Urzędy skarbowe z Lublina wciąż nie zaczęły przekazywać pieniędzy organizacjom pożytku publicznego. Ministerstwo Finansów tłumaczy: To nie wina urzędników, ale nowych przepisów.
Na pieniądze od podatników hospicjum czeka jak na zbawienie. W ub. roku wzięło kredyt na zbudowanie Domu Małego Księcia. – Nie mamy w tej chwili z czego płacić kolejnych rat – tłumaczy Buczyński. – To oznacza nawet 30 tys. zł karnych odsetek miesięcznie.
Na początku lipca pisaliśmy o nowych przepisach, które termin przekazania 1 proc. z naszego podatku przez urzędy skarbowe przesunęły do końca sierpnia. Zaapelowaliśmy do urzędów, by zrobiły to możliwie najwcześniej, gdyż wielu organizacjom, jak choćby lubelskiemu hospicjum, brakuje pieniędzy na bieżące wydatki.
– Pierwsza, największa transza pieniędzy dla Hospicjum powinna zostać przekazana w ciągu 2 tygodni – obiecał nam Paweł Zgrajka, naczelnik I US w Lublinie, w którym podatnicy przekazali na szczytny cel prawie 4 mln zł.
Ale jeszcze w środę z trzech lubelskich urzędów skarbowych ani złotówka nie dotarła na konta organizacji pożytku publicznego. – Nie ma mowy o żadnej złej woli. To po prostu największe urzędy na Lubelszczyźnie, które mają najwięcej pracy z korektami, które podatnicy mogli składać do końca czerwca i – po raz pierwszy w tym roku – uwzględniać w nich także jeden procent – tłumaczy Marta Szpakowska, rzecznik Izby Skarbowej w Lublinie.

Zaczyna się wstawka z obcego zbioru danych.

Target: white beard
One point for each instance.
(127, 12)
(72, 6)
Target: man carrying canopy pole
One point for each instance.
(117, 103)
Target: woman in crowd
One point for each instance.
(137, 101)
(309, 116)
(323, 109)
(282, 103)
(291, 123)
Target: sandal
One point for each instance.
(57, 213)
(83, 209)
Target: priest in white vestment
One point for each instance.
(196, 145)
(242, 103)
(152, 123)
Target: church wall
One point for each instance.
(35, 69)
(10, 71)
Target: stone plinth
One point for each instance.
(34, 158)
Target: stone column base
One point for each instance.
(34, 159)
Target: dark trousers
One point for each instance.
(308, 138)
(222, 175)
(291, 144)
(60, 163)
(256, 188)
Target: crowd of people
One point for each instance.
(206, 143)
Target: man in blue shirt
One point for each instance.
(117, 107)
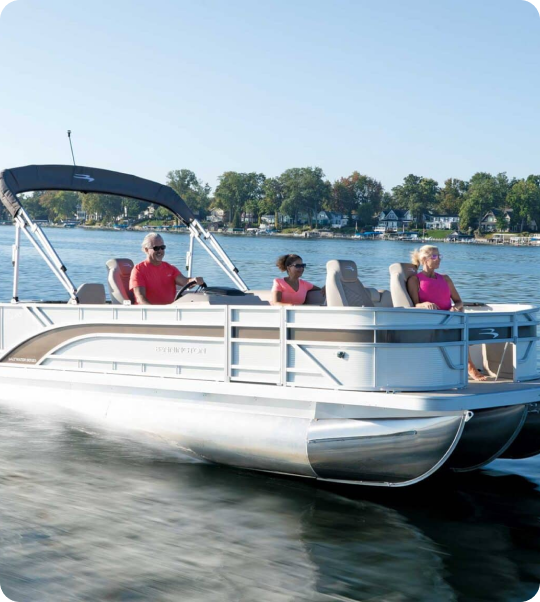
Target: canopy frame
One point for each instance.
(92, 180)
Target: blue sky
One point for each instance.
(391, 87)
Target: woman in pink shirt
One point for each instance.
(291, 290)
(429, 290)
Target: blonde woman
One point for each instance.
(430, 290)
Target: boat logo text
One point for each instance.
(82, 176)
(188, 350)
(489, 332)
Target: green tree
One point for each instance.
(357, 193)
(34, 207)
(193, 191)
(451, 196)
(239, 192)
(106, 206)
(485, 192)
(417, 194)
(524, 199)
(304, 190)
(272, 198)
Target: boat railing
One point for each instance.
(357, 349)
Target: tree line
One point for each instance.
(301, 193)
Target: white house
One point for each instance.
(332, 219)
(440, 222)
(394, 220)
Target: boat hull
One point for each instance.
(287, 431)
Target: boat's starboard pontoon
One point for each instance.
(357, 387)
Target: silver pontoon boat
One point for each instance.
(358, 387)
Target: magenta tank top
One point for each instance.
(434, 290)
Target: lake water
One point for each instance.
(90, 514)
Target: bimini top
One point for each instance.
(87, 179)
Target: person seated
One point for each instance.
(291, 290)
(430, 290)
(154, 281)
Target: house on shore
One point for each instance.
(491, 220)
(434, 221)
(394, 220)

Tymczasem Ministerstwo Finansów w liście otwartym tłumaczy, że nowe przepisy zostały wprowadzone po to, by zapewnić organizacjom więcej pieniędzy. Broni też urzędników "którzy postępują logicznie i zgodnie z interesem organizacji pozarządowych: Procedura, którą wypracowaliśmy wydawała się satysfakcjonująca dla wszystkich stron. Jeśli tak nie jest, proszę o przedstawienie propozycji doskonalszych od obecnych rozwiązań” – pisze podsekretarz stanu Maciej Grabowski.